Suit claims NHL didn't inform players

The NHL has responded to a class action concussion lawsuit alleging that the league did not provide the proper protection and information to its players regarding traumatic head injuries.

The league filed a motion to dismiss the suit with the Minnesota district court earlier this week, one brief for dismissal arguing labor preemption grounds and another brief for dismissal on statute of limitations and pleading failure grounds, according to documents obtained by ESPN.com.

The suit, which was originally filed in 2013, claims that the league downplayed the risks of head injuries, promoted the sport's brutality and violence, and fraudulently concealed information that could have protected players from long-term damage.

Among the former NHL players featured as plaintiffs in the class action suit are Dan LaCouture, Michael Peluso, Gary Leeman, Bernie Nicholls, David Christian and Reed Larson.

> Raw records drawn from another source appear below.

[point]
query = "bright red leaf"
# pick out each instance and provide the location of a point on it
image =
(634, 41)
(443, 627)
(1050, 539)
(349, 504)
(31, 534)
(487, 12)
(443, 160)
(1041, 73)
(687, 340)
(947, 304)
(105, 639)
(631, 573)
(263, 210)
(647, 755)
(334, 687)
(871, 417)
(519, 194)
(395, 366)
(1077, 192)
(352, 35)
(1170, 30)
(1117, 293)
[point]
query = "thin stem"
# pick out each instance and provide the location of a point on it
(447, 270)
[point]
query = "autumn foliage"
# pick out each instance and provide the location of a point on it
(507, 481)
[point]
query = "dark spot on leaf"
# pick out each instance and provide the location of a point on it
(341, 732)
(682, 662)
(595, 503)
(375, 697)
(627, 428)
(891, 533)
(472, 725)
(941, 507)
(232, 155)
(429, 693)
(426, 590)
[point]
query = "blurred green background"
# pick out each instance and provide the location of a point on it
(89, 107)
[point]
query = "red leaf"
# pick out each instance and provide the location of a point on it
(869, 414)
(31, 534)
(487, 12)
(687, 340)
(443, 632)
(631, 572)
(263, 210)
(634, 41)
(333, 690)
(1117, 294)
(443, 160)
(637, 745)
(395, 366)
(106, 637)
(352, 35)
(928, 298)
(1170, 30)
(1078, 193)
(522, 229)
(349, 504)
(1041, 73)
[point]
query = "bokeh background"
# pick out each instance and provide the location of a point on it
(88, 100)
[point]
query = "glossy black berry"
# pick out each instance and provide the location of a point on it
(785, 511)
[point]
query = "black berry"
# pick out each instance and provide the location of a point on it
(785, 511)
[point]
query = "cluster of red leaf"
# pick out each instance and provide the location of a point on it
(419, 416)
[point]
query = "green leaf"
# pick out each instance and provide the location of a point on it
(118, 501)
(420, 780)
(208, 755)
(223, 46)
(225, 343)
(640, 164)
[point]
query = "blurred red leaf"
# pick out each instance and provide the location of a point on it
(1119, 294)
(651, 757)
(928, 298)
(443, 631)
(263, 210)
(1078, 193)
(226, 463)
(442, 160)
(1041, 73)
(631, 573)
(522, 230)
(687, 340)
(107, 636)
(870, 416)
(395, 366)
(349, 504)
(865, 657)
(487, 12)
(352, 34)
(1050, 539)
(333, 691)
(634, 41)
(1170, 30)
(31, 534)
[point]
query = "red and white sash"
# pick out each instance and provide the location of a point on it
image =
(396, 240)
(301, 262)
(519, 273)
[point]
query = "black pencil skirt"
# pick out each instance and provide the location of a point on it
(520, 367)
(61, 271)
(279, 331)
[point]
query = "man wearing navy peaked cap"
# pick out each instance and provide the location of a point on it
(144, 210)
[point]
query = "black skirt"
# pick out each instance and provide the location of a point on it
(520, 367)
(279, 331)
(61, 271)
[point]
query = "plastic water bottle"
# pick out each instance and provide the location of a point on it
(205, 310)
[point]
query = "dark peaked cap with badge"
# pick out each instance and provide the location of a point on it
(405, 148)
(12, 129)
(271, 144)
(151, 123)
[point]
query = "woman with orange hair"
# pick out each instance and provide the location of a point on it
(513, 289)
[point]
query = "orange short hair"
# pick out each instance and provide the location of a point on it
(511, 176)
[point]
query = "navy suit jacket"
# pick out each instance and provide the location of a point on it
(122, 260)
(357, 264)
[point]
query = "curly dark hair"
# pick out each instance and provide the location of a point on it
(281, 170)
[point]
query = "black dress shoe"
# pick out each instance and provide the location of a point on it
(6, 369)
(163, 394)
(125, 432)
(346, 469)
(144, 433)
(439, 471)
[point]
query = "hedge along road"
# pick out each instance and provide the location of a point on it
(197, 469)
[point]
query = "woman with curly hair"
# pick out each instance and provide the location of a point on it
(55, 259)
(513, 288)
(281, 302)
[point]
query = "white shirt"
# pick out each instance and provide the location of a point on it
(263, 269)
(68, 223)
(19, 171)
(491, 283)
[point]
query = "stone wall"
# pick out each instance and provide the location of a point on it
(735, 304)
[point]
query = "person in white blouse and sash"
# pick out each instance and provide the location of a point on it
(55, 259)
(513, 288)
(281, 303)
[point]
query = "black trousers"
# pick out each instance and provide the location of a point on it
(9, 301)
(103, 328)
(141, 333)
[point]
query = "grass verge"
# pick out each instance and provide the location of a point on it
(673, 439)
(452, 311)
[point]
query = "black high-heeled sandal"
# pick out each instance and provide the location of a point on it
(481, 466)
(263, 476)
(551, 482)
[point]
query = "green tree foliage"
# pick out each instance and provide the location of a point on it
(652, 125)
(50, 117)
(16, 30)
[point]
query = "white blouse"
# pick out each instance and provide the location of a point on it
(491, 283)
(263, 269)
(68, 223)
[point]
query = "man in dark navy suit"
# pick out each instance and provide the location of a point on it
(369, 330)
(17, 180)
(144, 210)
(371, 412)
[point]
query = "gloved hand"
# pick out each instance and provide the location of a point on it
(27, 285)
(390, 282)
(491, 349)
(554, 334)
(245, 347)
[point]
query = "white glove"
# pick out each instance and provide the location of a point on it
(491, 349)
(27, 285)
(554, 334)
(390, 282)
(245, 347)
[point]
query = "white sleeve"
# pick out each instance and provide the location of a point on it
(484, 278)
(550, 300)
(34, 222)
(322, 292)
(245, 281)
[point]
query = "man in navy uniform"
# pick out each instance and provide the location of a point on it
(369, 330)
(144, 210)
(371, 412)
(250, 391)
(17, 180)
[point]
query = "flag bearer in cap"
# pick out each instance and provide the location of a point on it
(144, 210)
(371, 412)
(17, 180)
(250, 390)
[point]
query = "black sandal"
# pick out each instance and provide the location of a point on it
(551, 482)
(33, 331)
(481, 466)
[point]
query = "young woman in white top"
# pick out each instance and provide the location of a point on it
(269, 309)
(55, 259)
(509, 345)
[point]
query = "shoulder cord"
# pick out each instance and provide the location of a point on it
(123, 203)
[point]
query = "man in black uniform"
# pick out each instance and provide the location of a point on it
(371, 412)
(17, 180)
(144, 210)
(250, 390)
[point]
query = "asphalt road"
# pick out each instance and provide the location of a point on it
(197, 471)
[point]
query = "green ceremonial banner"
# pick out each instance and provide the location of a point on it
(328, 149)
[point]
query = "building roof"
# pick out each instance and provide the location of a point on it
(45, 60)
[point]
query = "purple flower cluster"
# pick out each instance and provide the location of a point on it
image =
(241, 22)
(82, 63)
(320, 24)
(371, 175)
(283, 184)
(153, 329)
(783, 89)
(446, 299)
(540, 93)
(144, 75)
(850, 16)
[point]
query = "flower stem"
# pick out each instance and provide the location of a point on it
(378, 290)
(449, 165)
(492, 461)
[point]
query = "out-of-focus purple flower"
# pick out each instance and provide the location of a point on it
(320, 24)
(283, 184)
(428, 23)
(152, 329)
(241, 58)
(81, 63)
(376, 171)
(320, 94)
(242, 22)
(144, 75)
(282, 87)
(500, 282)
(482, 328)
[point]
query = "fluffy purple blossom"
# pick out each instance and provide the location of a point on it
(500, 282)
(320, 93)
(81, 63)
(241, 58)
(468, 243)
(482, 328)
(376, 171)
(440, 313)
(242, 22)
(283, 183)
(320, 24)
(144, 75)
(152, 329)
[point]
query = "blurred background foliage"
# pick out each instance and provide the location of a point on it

According to the lawsuit, these players are suffering from a variety of ailments such as headaches, nausea, memory loss, depression and anxiety, and are at an increased risk of "developing serious latent neurodegenerative disorders and diseases including, but not limited to, CTE, dementia, Alzheimer's disease or similar cognitive-impairing conditions."

LaCouture, Peluso, Leeman and Nicholls are part of the "impairment subclass" of the suit, players who "experienced or are experiencing symptoms associated with Alzheimer's disease, Parkinson's disease, ALS, post-concussion syndrome, neurological deficit, cognitive impairment, dementia or CTE."

According to the plaintiffs' most recent complaint, the league "either took no steps to protect and educate its players or took insufficient steps to make players aware of the real risks of playing in the NHL, which would have protected players from unnecessary long-term effects of head trauma."

The pending litigation comes on the heels of a proposed settlement between the NFL and former NFL players over concussion claims that was originally reported to be valued at $765 million.

The two cases, however, have completely different sets of facts.

And according to the documents filed by the NHL, the league feels it has firm legal ground to stand upon in facing such allegations.

In one brief for dismissal, the NHL claims that collectively-bargained agreements between the league and NHLPA already comprehensively govern such issues as "Player health and safety, including the 'helmet requirement,' rules concerning removal from and return to work following an injury, neuropsychological testing of Players, Playing Rules on body checking, fighting and hits to the head, and disciplinary procedures."

In the other brief, the league cites certain statutes of limitations that preclude the plaintiffs from seeking compensation and considers the claims "untimely."

The league also takes issue with allegations of fraudulent concealment with respect to medical information that was "readily available in the public domain."

"These claims should be dismissed because plaintiffs have not alleged a duty to disclose or the circumstances surrounding the NHL's alleged omissions with sufficient particularity. Nor do their pleadings adequately support their assertion that the NHL somehow concealed publicly available information," the league asserts in court documents. "At minimum, plaintiffs should be required to provide a more definite statement in support of their fraud-based claims."

According to Stuart A. Davidson, an attorney with the firm Robbins Gellar Rudman and Dowd, representing the plaintiffs, there will be legal memoranda filed next month that will show the NHL's motions to be "entirely without merit."

Davidson called the league's attempts to invoke federal labor laws designed to promote labor peace and their "blame the victim" defense "both legally wrong and quite shameful."

"As a direct result of the NHL's failure to warn and protect its players of the long-term consequences of repeated head and brain trauma, many players are now suffering from serious cognitive problems and brain diseases. How many more Wade Belaks, Rick Rypiens and Derek Boogaards should there be?" Davidson wrote in an email to ESPN.com, mentioning three players who died in the summer of 2011. "It's time for the NHL to stand up and take care of the players on whose backs -- and brains -- the League made hundreds of millions of dollars off of. No more hiding behind legal technicalities which, in any event, are erroneous. "

The NHL declined comment on the pending litigation.